写真●アルパインの酒井恒夫大連開発センター総経理
写真●アルパインの酒井恒夫大連開発センター総経理

 「日本本社の意思決定を待っていては、中国の市場環境の変化に追いつけない。中国への権限委譲は必須だった」。電子部品大手、アルプス電気の子会社であるアルパインの酒井恒夫大連開発センター総経理はこう言い切る(写真)。「情報システムの整備についてもスピード最優先。三段跳びくらいの意識でやっていかないと中国では勝ち残れない」(酒井総経理)。

 カーナビなど車載機器を製造するアルパインの中国進出は日本企業のなかでもとりわけ早い。きっかけは、1991年に東軟集団(Neusoft)の前身である東北大学の工学院ソフトウェア研究開発センターとの合弁会社の設立だ。当初は、主に車載機器の組み込みソフトを開発するオフショア開発拠点という位置付けだった。

 アルパインは2003年、大連開発センターを設立したのを機に順次、車載機器のOEM(相手先ブランドによる生産)供給を開始。2007年には商品企画の一部を大連開発センターに移管した。東軟との関係もより緊密になっており、大連開発センターでは現在、約350人がソフト開発に従事するが、すべて東軟のエンジニアだ。

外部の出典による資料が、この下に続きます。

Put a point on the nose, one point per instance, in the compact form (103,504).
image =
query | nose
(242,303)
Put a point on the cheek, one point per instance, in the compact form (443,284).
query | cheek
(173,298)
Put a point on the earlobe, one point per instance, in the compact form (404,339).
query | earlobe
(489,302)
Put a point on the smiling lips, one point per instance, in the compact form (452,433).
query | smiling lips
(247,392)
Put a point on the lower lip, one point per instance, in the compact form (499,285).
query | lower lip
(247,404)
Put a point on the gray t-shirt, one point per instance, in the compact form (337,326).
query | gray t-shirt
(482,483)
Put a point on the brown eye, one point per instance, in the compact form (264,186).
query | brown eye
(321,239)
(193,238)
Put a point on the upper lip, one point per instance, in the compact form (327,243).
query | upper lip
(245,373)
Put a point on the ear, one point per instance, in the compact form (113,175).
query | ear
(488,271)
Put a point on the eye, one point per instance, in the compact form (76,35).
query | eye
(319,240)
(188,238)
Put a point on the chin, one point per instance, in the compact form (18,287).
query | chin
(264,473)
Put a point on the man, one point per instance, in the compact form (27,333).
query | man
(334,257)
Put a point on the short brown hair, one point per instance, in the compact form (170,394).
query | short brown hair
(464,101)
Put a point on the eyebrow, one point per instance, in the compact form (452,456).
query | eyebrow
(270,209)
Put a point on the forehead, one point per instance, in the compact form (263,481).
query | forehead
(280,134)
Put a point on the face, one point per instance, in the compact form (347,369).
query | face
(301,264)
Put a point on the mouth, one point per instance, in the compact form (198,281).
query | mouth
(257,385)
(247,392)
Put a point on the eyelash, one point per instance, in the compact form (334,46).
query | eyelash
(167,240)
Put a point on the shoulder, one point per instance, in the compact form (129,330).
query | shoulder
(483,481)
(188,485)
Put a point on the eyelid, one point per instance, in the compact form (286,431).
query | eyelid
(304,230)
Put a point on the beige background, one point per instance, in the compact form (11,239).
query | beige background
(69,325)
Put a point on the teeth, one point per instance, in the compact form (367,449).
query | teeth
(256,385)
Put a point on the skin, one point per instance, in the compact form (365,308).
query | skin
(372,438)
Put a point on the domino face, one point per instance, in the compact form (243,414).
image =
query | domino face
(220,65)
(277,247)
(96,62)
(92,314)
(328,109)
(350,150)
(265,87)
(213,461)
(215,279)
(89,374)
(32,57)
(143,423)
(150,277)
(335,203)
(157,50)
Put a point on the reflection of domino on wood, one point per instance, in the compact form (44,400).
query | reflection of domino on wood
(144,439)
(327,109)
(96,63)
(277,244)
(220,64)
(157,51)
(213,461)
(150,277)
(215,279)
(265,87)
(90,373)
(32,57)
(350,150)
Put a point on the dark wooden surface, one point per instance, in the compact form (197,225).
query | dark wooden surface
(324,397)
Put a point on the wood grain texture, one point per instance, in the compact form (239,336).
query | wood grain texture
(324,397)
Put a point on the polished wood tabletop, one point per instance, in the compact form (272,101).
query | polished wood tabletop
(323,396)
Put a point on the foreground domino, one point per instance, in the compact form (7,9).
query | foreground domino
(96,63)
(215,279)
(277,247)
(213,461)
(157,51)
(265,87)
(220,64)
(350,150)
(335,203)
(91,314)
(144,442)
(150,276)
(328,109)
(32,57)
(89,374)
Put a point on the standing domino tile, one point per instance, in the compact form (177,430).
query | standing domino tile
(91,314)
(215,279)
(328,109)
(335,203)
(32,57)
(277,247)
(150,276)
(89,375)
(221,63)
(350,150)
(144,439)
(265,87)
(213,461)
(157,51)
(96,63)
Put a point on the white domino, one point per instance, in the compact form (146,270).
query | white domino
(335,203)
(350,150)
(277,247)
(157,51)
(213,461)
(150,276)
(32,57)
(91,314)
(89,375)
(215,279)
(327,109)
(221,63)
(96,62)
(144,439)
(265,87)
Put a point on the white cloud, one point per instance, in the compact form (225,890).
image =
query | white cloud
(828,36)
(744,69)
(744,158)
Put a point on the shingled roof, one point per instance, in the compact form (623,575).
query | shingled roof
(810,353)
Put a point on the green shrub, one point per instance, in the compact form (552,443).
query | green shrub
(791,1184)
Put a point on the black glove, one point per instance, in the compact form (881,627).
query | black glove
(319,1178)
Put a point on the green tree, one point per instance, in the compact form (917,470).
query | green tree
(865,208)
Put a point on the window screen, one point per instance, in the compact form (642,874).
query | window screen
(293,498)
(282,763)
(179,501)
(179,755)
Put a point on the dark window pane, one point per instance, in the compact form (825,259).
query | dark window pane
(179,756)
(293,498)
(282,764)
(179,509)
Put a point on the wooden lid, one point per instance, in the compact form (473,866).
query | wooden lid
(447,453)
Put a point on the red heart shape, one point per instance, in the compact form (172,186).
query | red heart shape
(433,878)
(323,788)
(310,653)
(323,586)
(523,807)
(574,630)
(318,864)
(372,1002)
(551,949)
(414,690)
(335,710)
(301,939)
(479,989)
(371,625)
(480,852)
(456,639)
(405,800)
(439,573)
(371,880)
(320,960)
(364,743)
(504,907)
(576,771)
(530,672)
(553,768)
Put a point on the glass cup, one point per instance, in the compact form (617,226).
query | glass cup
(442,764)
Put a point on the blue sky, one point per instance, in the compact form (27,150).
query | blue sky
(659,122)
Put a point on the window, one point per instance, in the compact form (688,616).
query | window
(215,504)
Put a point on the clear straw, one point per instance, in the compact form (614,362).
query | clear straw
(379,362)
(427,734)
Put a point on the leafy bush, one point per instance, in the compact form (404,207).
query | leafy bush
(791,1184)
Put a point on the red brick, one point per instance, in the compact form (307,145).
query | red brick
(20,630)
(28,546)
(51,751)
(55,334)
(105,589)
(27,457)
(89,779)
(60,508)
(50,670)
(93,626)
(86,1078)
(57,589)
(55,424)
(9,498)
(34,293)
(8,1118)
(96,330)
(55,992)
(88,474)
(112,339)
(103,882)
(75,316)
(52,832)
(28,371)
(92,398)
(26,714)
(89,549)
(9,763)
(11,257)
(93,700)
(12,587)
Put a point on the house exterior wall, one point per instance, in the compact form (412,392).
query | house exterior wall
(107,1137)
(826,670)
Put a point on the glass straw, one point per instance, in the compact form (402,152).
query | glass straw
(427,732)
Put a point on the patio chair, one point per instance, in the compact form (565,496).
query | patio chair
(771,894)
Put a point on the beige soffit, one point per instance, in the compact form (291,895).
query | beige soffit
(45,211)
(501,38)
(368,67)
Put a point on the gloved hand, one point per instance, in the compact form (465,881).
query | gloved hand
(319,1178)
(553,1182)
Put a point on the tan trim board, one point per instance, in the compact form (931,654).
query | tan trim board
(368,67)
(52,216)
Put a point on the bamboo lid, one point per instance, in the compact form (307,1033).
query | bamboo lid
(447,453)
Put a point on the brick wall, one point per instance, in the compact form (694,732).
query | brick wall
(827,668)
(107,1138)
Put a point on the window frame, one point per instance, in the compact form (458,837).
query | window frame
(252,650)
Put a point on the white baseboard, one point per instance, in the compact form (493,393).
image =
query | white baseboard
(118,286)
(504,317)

 大連で担う業務が拡大するのに伴い、情報システムの整備が急務になった。そこで大連開発センターを含むアルパイン電子(中国)は、独SAPのERP(統合基幹業務システム)パッケージを導入した。「初期投資はかさんだが、将来の事業拡大を見据えれば欠かせない施策だった」。酒井総経理はこう語る。「ビジネスにシステムが遅れをとるようではいけない。システムがビジネスの先を行くくらいの意識でやっていくべきだ」(同)とした。